Using G*Power (Desktop Application)

G*Power (gpower.hhu.de) is a free, widely-used GUI application for power analysis:

Select test family: t-tests, F-tests, chi-square, z-tests, exact tests
Select statistical test: e.g., "Means: Difference between two independent means (two groups)"
Select type of analysis: A priori (compute N), Post hoc (compute power), Sensitivity (compute detectable effect)
Input parameters: Effect size, alpha, power, allocation ratio
Calculate: Click "Calculate" to get the result
Plot: Use "X-Y plot for a range of values" to visualize power curves

Practical Recommendations

Choosing Effect Sizes

Do NOT blindly use Cohen's conventions.
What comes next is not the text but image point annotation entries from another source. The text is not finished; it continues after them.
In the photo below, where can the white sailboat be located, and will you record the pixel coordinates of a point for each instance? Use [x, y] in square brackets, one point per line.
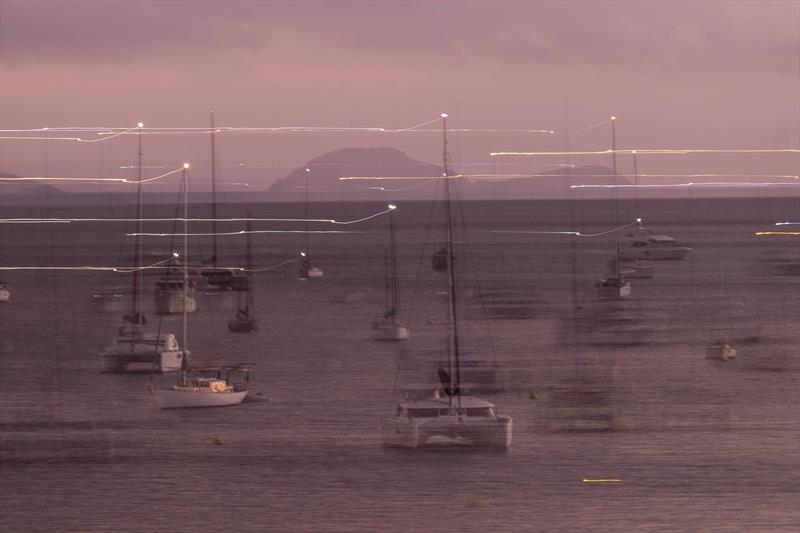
[307, 268]
[388, 326]
[614, 285]
[445, 416]
[194, 389]
[133, 348]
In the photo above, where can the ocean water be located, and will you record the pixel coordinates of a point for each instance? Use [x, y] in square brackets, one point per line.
[597, 389]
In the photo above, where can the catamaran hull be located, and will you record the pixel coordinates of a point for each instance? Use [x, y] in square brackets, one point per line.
[172, 303]
[169, 361]
[177, 398]
[488, 433]
[614, 291]
[671, 253]
[390, 333]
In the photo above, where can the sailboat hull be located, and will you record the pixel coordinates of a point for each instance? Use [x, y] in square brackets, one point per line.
[186, 397]
[414, 433]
Instead:

Literature review: Find effect sizes reported in similar studies
Pilot data: Run a small pilot study to estimate the effect
Smallest effect of interest (SESOI): What is the smallest effect that would be practically meaningful?
Meta-analyses: Use pooled effect sizes from meta-analyses in your area

Common Mistakes

Mistake	Problem	Solution
Post hoc power analysis	Circular and uninformative after data collection	Only do a priori power analysis
Using Cohen's "medium" by default	May be unrealistic for your field	Base on literature or SESOI
Ignoring attrition	Actual N may be lower than planned	Inflate N by 10-20% for expected dropout
Forgetting multiple comparisons	Bonferroni corrections reduce power	Adjust alpha for the number of tests
Not reporting power analysis	Reviewers cannot evaluate adequacy	Always report in Methods section

Reporting Template

A priori power analysis was conducted using [G*Power 3.1 / statsmodels / R pwr].
For a [test name] with an expected effect size of [d/r/f = X] (based on
[source: previous study / meta-analysis / pilot data]), alpha = .05, and
power = .80, the required sample size was [N per group / total N]. To account
for an estimated [X]% attrition rate, we recruited [final N] participants.